The ‘Crazy Collective Energy’ of Young Boy Dancing Group
Young Boy Dancing Group debuted in 2014, when—to a packed and sweaty Club Silencio, pulsing with techno edits of Enya—its founding performers inserted lime green lasers into their anuses and swiveled around the room. Since then, the performance troupe has traveled the world, perfecting and amplifying its routine at underground and institutional venues alike, writhing elegantly in tattered clothing through spaces drenched in fake fog.
The group’s surprising use of props earned it early viral fame. “This Dance Troupe Performs with Lasers in Their Butts,” Vice chuckled on its music platform, Thump, in March of last year.
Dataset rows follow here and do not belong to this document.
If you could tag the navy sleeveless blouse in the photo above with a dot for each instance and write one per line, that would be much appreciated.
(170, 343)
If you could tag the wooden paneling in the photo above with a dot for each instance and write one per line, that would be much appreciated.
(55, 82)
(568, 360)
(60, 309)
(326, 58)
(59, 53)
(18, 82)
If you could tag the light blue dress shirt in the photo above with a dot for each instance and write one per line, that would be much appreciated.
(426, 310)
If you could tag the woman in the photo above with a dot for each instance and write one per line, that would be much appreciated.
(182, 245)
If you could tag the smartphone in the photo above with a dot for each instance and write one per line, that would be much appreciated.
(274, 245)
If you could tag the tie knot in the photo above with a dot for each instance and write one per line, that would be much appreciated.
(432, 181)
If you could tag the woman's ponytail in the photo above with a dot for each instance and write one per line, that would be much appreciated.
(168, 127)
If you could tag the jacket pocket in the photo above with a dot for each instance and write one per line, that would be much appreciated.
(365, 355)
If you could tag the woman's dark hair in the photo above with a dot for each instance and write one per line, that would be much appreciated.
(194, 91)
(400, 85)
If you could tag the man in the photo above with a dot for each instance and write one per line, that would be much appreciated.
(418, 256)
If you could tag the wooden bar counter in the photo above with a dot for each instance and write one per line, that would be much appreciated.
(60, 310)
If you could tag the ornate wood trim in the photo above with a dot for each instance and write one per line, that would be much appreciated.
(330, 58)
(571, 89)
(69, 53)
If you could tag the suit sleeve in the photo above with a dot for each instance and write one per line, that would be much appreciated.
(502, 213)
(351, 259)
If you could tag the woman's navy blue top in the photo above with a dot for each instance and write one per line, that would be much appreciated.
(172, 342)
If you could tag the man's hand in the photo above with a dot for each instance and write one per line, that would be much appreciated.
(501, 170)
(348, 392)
By October, a grainy image from one of their shows had appeared in a r/WTF subreddit post. “A friend of mine went to an art exhibit in Germany last week,” it read, above a snapshot of four dancers in a crowded room with lit dinner candles reaching out from their hands and backsides. “Asscandelous party,” quipped one of the 3,000-plus comments.
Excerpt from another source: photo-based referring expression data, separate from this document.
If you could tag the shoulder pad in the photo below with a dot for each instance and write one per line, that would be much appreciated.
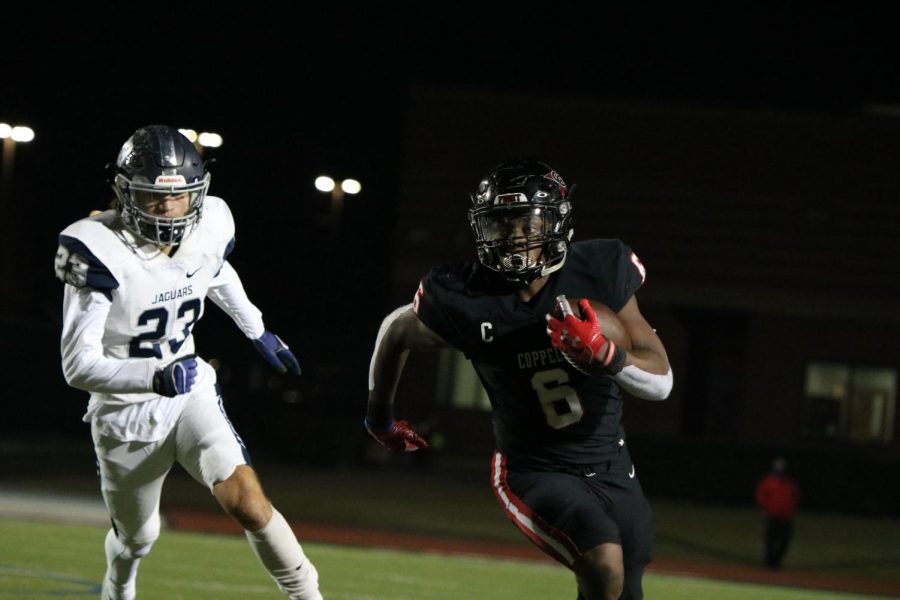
(76, 265)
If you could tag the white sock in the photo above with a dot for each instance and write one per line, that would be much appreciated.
(280, 553)
(121, 568)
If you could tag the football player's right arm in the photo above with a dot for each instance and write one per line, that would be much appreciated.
(400, 332)
(84, 365)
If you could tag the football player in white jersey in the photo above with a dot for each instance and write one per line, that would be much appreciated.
(136, 278)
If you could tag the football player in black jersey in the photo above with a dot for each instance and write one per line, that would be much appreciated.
(561, 470)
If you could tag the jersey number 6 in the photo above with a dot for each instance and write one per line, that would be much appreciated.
(562, 406)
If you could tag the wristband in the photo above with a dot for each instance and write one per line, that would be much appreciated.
(614, 359)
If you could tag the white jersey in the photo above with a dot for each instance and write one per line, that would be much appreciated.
(129, 310)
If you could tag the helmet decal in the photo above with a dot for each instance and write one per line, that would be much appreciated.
(521, 207)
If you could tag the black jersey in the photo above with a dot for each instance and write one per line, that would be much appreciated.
(544, 411)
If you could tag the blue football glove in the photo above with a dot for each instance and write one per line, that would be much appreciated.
(177, 377)
(277, 353)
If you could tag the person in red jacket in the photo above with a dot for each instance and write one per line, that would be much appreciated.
(777, 494)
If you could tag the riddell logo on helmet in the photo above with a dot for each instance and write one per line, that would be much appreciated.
(170, 180)
(510, 198)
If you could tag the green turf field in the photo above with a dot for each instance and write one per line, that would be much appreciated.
(48, 560)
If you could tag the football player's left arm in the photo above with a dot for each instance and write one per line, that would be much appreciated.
(227, 292)
(400, 332)
(646, 372)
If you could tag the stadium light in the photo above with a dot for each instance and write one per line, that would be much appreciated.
(327, 185)
(11, 135)
(204, 139)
But to gawk at YBDG’s antics is to miss the point completely. Above all, the group strives for intimacy—not clickbait. Their performances are designed to break down the barrier with spectators and to share with them an experience of sexually charged chaos—what one founding member, Manuel Scheiwiller, described during our meeting ahead of their appearance at the Athens Biennale as “crazy collective energy.”
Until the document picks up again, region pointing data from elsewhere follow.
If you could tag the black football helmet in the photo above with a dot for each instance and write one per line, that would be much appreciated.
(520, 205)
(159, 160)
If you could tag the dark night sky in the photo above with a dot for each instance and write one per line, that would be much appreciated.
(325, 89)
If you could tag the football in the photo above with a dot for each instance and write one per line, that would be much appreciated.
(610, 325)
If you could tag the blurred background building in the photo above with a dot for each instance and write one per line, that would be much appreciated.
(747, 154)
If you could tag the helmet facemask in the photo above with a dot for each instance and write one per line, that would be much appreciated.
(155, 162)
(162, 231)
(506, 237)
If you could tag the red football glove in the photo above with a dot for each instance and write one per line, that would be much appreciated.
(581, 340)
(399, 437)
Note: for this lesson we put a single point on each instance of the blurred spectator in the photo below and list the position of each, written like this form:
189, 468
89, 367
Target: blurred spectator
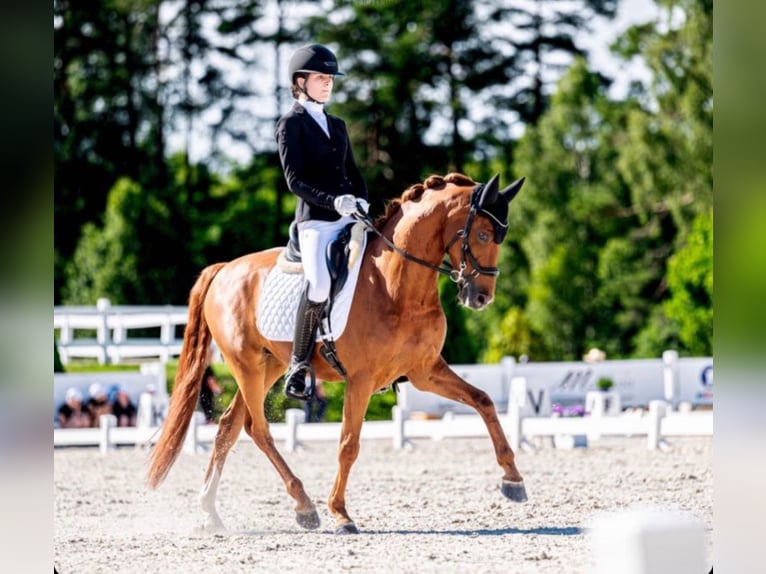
209, 389
98, 404
72, 414
123, 408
Intimacy, they quickly learned, is messy. As YBDG alternated and beefed up its cast—bringing on local performers as it moved from London to Athens, Zurich to San Juan—the group became like an amoeba, swallowing new parts and taking on their traits: YBDG could not be tied to a single theme or a single routine. The work could not be summarized in a press release (which YBDG does not issue) and its movements could not be planned in advance (which YBDG does not do). The shows had to be improvised, following nothing more than its aim to engage in the ecstasy of intimacy. “It’s all about the group,” Scheiwiller says. “I always trust the group.”